Chile may compensate Pinochet victims (Agencies) Updated: 2004-11-29 13:52
Lagos said he made up his mind after studying a gruesome report on torture
during Pinochet's 1973-90 regime. The report was prepared by a commission that
heard testimonies from 35,000 people. The commission accepted 28,000 of those
testimonies as true.
However, Lagos cautioned that "These measures should not be seen as an insult
to the armed forces" that ruled with Pinochet.
Pinochet's right-wing dictatorship fiercely suppressed leftists, dissidents
and others perceived as opponents, imprisoning, exiling, torturing and killing
thousands. Many of them simply disappeared.
The report on torture was the second to be compiled since the restoration of
civilian rule in 1990. A 1991 examination focused on the abductions and deaths
of dissidents, stating that 3,197 people died for political reasons during the
Pinochet regime.
Lagos called reading the report "an experience that has no precedent in the
world."
He said he would ask Congress to approve compensations for the victims,
including pensions of $190 a month. In addition, victims and their relatives
will get housing and health benefits from the state.
Politicians both pro-government and from the opposition anticipated support
for the presidential proposal to Congress. But human rights groups reacted with
frustration.
"This is just a partial solution," said Liliana Mason, member of an
association of former political prisoners. "I do not think this is enough. We
wanted truth, but also justice."
There was no immediate reaction from Pinochet or his associates, but when
Lagos received the report earlier this month, retired Gen.
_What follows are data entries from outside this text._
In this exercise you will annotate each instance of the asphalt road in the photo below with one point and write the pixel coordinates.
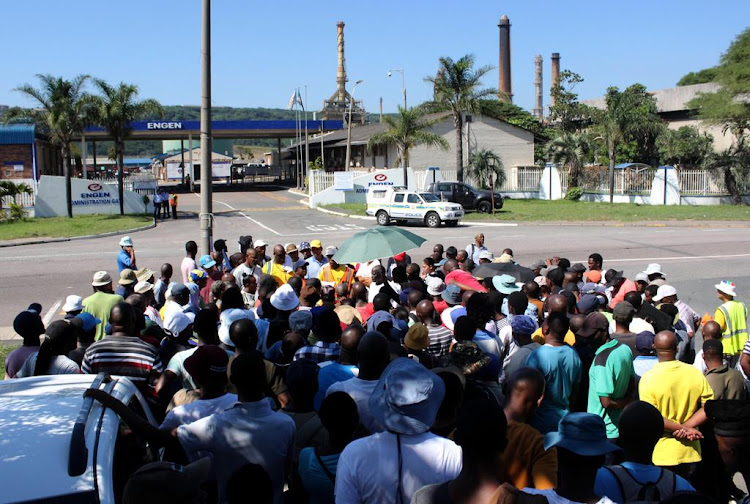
(693, 258)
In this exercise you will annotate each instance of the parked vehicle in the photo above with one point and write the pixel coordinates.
(402, 205)
(469, 197)
(58, 446)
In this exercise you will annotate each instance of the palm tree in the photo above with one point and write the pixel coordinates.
(570, 150)
(407, 130)
(457, 89)
(62, 113)
(115, 109)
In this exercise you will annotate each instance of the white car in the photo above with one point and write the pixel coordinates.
(56, 446)
(402, 205)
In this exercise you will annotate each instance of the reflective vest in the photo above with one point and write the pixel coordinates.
(735, 333)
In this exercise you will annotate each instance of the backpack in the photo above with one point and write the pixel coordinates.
(633, 491)
(245, 242)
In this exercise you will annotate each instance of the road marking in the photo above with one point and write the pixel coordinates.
(51, 312)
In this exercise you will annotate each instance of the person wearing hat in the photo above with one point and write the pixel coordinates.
(405, 402)
(29, 326)
(126, 256)
(732, 318)
(679, 391)
(101, 301)
(317, 260)
(581, 443)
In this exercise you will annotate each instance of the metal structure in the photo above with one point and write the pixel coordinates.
(506, 86)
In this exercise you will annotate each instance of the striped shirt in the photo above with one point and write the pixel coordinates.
(123, 356)
(440, 340)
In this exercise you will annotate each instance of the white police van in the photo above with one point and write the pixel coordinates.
(401, 205)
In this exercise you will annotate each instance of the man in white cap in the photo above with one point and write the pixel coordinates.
(126, 256)
(101, 301)
(732, 318)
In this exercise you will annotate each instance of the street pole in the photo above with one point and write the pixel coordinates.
(206, 214)
(349, 127)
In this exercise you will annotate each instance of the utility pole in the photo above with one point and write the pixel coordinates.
(206, 215)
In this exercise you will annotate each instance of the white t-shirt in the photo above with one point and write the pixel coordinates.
(427, 459)
(360, 390)
(60, 364)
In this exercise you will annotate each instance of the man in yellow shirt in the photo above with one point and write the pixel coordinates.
(679, 391)
(732, 318)
(334, 273)
(276, 268)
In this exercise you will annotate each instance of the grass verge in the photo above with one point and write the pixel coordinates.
(562, 210)
(62, 227)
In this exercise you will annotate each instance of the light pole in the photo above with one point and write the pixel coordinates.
(403, 82)
(349, 127)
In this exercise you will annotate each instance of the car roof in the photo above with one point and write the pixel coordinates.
(36, 420)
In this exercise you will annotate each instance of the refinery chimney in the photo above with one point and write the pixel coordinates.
(506, 91)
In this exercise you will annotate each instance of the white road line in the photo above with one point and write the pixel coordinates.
(51, 312)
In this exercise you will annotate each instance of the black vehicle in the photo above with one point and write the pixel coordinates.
(469, 197)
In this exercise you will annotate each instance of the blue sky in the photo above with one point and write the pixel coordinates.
(263, 50)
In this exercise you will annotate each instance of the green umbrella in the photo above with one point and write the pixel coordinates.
(377, 243)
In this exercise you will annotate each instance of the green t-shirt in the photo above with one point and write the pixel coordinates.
(609, 376)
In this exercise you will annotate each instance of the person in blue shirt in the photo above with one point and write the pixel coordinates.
(126, 256)
(641, 426)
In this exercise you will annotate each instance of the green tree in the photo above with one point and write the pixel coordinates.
(457, 88)
(62, 113)
(684, 147)
(630, 114)
(407, 130)
(729, 108)
(115, 109)
(571, 150)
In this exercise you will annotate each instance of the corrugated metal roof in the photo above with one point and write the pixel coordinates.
(14, 134)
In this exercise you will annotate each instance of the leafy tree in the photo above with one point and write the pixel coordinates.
(630, 114)
(457, 89)
(571, 150)
(730, 108)
(407, 130)
(115, 109)
(684, 147)
(62, 113)
(699, 77)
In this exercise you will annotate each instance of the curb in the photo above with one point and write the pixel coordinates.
(76, 238)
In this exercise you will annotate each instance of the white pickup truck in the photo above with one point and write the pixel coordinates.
(401, 205)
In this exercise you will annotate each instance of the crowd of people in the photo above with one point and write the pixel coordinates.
(280, 375)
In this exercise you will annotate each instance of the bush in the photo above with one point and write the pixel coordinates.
(574, 193)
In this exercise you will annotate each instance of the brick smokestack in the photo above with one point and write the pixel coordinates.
(506, 91)
(555, 75)
(341, 70)
(538, 110)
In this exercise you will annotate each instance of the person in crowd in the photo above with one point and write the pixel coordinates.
(679, 392)
(561, 368)
(405, 401)
(373, 356)
(637, 478)
(126, 256)
(52, 356)
(525, 462)
(101, 302)
(731, 316)
(318, 465)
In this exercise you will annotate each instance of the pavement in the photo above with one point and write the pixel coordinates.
(694, 258)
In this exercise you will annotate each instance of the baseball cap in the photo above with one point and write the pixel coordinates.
(101, 278)
(665, 291)
(205, 261)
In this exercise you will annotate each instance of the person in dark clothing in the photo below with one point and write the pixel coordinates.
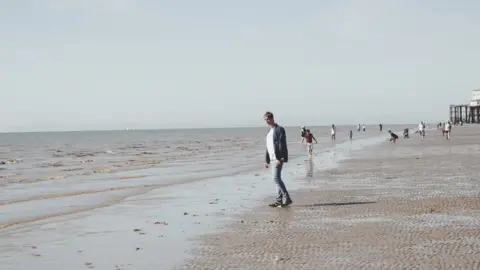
(393, 136)
(309, 138)
(277, 152)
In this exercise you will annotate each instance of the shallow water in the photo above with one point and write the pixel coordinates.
(90, 218)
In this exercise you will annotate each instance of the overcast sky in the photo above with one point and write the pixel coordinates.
(103, 64)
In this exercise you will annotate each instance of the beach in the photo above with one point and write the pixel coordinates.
(199, 202)
(133, 199)
(412, 204)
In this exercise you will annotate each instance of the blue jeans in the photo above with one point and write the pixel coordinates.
(277, 177)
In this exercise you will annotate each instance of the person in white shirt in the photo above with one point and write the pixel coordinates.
(333, 131)
(448, 127)
(421, 129)
(277, 152)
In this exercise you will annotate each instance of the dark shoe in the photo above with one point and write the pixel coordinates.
(275, 204)
(287, 202)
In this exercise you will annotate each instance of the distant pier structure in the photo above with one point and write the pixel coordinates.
(467, 113)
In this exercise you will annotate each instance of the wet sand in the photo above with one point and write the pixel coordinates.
(139, 219)
(412, 204)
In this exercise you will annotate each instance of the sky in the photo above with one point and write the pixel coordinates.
(113, 64)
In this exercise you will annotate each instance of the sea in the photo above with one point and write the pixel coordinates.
(134, 199)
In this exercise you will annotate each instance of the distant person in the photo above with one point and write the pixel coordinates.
(393, 136)
(308, 140)
(333, 132)
(448, 128)
(277, 152)
(421, 130)
(303, 130)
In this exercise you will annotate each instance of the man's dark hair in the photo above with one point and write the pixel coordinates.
(268, 115)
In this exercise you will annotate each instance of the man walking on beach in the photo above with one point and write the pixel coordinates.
(309, 139)
(277, 152)
(393, 136)
(448, 128)
(333, 132)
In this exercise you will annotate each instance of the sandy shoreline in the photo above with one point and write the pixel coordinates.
(99, 230)
(413, 204)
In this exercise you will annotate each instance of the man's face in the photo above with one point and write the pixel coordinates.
(269, 120)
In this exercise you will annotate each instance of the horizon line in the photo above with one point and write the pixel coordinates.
(179, 128)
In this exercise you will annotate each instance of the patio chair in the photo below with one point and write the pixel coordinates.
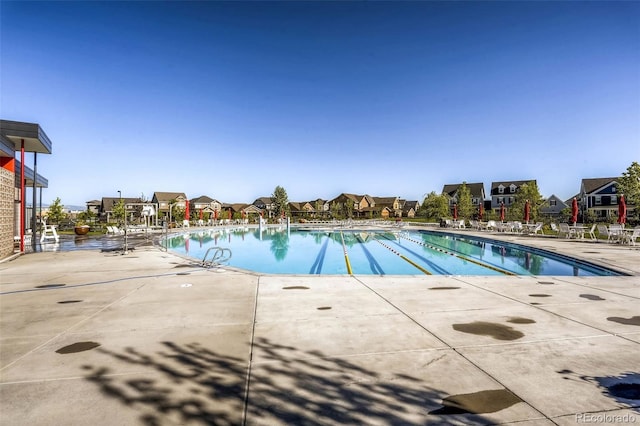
(48, 233)
(537, 228)
(565, 231)
(632, 237)
(591, 232)
(603, 231)
(616, 233)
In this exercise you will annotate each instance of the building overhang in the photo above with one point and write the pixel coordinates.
(41, 182)
(6, 147)
(35, 139)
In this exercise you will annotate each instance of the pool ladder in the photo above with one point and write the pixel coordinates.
(219, 255)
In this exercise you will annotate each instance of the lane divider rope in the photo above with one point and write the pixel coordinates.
(441, 250)
(404, 257)
(346, 256)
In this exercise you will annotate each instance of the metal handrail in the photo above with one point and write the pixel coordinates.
(220, 255)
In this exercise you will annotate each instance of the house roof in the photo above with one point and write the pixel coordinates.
(476, 189)
(202, 199)
(168, 196)
(109, 202)
(385, 201)
(507, 183)
(265, 200)
(592, 184)
(408, 205)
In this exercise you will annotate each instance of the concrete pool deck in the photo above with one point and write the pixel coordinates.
(150, 338)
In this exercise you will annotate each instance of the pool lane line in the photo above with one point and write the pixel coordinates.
(346, 256)
(316, 268)
(403, 257)
(441, 250)
(373, 263)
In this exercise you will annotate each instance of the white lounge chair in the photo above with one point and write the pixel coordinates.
(565, 231)
(616, 233)
(633, 236)
(48, 232)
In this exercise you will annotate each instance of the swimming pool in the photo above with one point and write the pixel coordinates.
(282, 251)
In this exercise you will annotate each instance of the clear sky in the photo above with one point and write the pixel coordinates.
(232, 99)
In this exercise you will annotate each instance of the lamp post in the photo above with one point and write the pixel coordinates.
(125, 248)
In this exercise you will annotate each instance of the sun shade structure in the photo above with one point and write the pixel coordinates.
(17, 136)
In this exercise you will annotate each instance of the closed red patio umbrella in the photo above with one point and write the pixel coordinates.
(622, 210)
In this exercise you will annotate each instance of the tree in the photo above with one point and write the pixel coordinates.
(86, 216)
(528, 191)
(280, 201)
(56, 212)
(349, 209)
(465, 205)
(118, 211)
(435, 206)
(629, 185)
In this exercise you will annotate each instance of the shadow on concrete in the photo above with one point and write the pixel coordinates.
(190, 384)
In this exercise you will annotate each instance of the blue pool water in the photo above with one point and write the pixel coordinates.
(278, 251)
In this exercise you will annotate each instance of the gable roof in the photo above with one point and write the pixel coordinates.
(507, 183)
(264, 200)
(385, 201)
(109, 202)
(168, 196)
(476, 189)
(592, 184)
(202, 199)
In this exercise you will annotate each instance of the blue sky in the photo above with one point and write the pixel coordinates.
(232, 99)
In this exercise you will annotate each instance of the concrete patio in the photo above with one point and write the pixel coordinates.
(149, 338)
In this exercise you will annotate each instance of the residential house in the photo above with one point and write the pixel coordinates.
(345, 200)
(302, 209)
(320, 207)
(392, 204)
(265, 204)
(166, 200)
(108, 203)
(475, 189)
(599, 197)
(553, 206)
(207, 205)
(361, 205)
(16, 179)
(506, 192)
(409, 208)
(94, 206)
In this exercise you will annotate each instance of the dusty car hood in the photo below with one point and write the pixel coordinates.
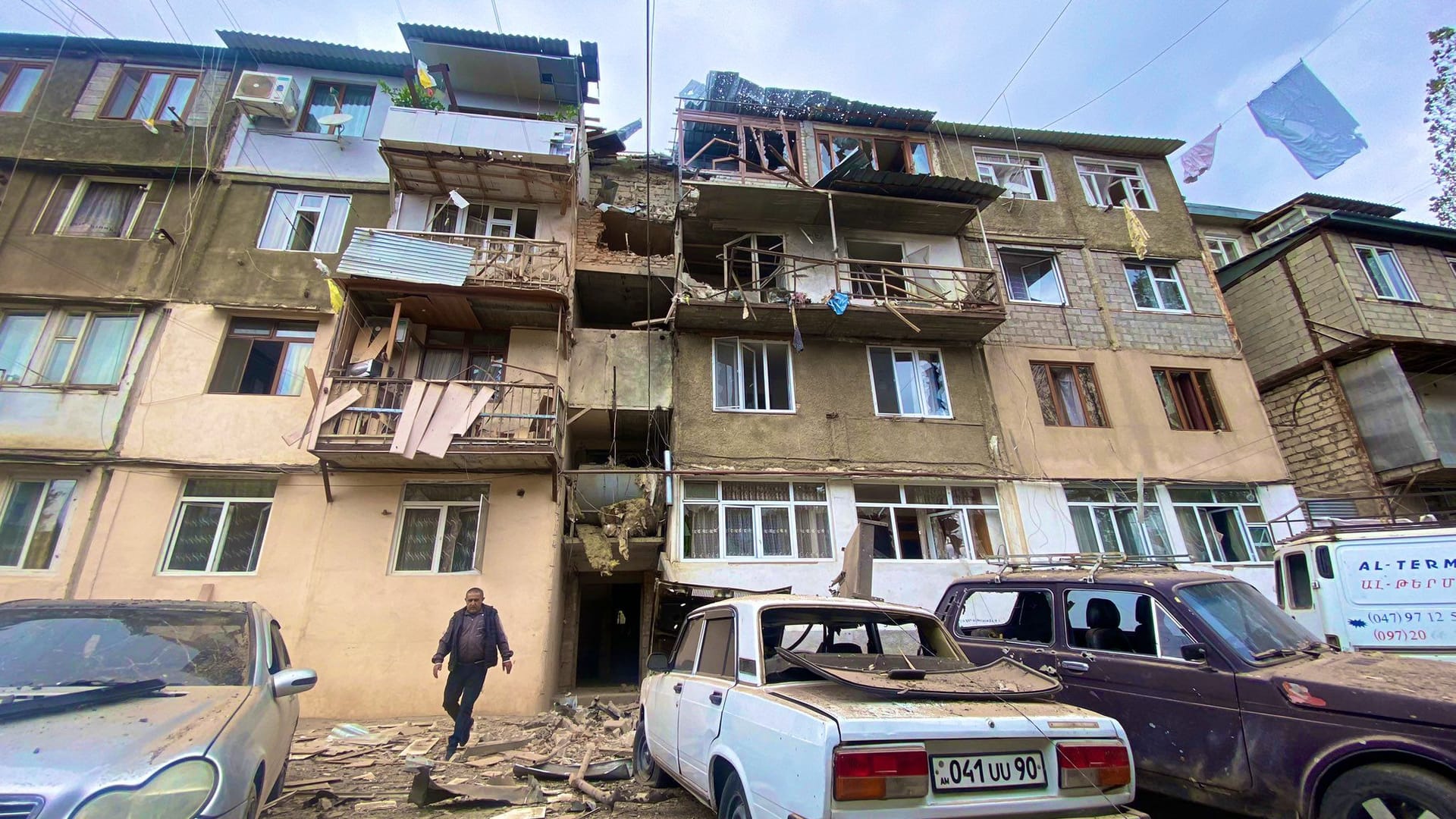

Guillermo Garin, the
former dictator's spokesman, said the report would "reopen wounds in our
society."
The president did not disclose details of the testimonies included in the
report, which will be published on the Internet, but he called them "shocking."
He said virtually all 3,400 women interviewed by the commission claimed to have
suffered some kind of sexual abuse.
Published reports have disclosed some of the torture methods described by the
victims, including widespread use of electricity, sexual abuses including the
use of animals, beatings and simulated firing squads.
"How can we explain such horror?" Lagos asked. "I do not have an answer."
Lagos said the report aims "at healing wounds, not reopening them."